Students who smoke had higher burnout compared to those who did not. Similarly, Kinnunen et al.,  in their study found that daily smoking was most common among those who had a high level of school burnout, and the stress and coping model of substance use proposes that people with more stress, feelings of distress, and a lack of other coping resources (e.g., social support) may smoke cigarettes to cope with stress .
The study's findings revealed that students at higher academic levels (3rd and 4th year) have higher burnout than those in their first and second years. The results were in harmony with the longitudinal study by Rudman & Gustavsson,  which found an increase in study burnout (from 30% to 41%) across three years in higher education, and levels of both exhaustion and disengagement increased significantly across the years in education (p < 0.001). Similarly, Quina Galdino et al.  found that the more advanced the school year, the higher the exhaustion (p=0.003), depersonalization (p<0.001), and low academic effectiveness (p=0.012) scores. This finding may be correlated to the fact that students at higher educational levels have advanced subjects, higher practical workload, and are challenged to experience activities as nurses in training in the internship field. Besides, the proximity to the completion of the course brings uncertainties, doubts, and concerns regarding insertion in the labor market, approval in selective processes, and expectations regarding professional success.

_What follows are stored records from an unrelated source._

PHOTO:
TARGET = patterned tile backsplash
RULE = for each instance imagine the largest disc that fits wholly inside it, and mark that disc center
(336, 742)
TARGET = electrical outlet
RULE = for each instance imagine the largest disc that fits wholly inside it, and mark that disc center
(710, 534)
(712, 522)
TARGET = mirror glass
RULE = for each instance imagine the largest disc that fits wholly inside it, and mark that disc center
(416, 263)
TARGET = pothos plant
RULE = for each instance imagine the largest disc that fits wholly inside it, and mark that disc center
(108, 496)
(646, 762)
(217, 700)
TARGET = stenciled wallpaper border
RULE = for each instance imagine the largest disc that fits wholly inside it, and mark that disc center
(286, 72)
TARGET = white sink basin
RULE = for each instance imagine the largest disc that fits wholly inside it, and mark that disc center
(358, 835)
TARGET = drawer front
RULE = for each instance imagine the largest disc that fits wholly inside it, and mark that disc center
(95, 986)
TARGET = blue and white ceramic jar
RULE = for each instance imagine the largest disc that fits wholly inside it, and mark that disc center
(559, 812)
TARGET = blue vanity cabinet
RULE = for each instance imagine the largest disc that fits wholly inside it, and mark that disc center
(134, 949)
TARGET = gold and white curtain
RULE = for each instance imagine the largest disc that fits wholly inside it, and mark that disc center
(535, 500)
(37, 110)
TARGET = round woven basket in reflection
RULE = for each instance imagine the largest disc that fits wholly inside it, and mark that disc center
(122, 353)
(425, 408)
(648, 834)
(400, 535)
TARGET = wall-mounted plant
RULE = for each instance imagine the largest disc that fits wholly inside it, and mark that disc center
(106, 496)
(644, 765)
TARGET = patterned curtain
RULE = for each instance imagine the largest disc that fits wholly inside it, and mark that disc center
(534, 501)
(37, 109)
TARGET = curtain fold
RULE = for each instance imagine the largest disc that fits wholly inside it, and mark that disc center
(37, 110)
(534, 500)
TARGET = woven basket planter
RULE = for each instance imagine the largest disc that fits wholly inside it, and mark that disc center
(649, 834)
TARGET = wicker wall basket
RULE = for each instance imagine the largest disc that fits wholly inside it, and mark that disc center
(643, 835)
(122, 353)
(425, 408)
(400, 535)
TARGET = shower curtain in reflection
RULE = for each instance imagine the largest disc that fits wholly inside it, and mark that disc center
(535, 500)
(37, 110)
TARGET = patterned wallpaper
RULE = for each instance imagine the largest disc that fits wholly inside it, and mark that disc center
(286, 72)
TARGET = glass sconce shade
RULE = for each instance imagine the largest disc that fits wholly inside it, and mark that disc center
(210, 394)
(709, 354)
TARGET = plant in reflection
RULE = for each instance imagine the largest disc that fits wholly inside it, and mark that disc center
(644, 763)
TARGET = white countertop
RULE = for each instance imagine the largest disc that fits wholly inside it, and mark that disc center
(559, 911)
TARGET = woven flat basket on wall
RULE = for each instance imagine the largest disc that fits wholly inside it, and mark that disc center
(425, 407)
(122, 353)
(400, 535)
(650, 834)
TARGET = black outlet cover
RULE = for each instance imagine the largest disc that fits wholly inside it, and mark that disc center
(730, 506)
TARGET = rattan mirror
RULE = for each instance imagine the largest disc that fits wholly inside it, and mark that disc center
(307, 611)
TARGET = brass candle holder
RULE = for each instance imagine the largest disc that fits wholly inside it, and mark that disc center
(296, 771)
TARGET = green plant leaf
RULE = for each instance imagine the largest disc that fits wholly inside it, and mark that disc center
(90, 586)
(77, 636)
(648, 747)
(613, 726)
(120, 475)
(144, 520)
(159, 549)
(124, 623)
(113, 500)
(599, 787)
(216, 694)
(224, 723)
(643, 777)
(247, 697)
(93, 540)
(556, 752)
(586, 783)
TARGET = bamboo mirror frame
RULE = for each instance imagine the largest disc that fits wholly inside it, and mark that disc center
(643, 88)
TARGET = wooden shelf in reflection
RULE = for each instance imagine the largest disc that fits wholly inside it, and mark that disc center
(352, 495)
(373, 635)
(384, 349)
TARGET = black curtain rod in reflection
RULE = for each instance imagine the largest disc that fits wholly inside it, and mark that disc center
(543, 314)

The results revealed that students with lower GPAs, studying an hour or less daily, and studying a day or less before the exam, have higher burnout. In comparison, students who study a week or more before the exam have higher resilience. Rahmatpour et al.,  similarly revealed in his study on 303 students at the Guilan University of Medical Sciences that lower GPA (β = −1.17, P = 0.002), Students with less interest in their field of study (β = −0.42, P = 0.000), Students who postponed their studies to latter days of semester which are close to examinations (β = 0.22, P = 0.000) were associated with higher academic burnout. In addition, Lee et al.,  study showed that students with higher GPAs have more self-confidence and experience less academic burnout. Furthermore, postponing studying to the exam day can cause the student to become more stressed and more academic burnout.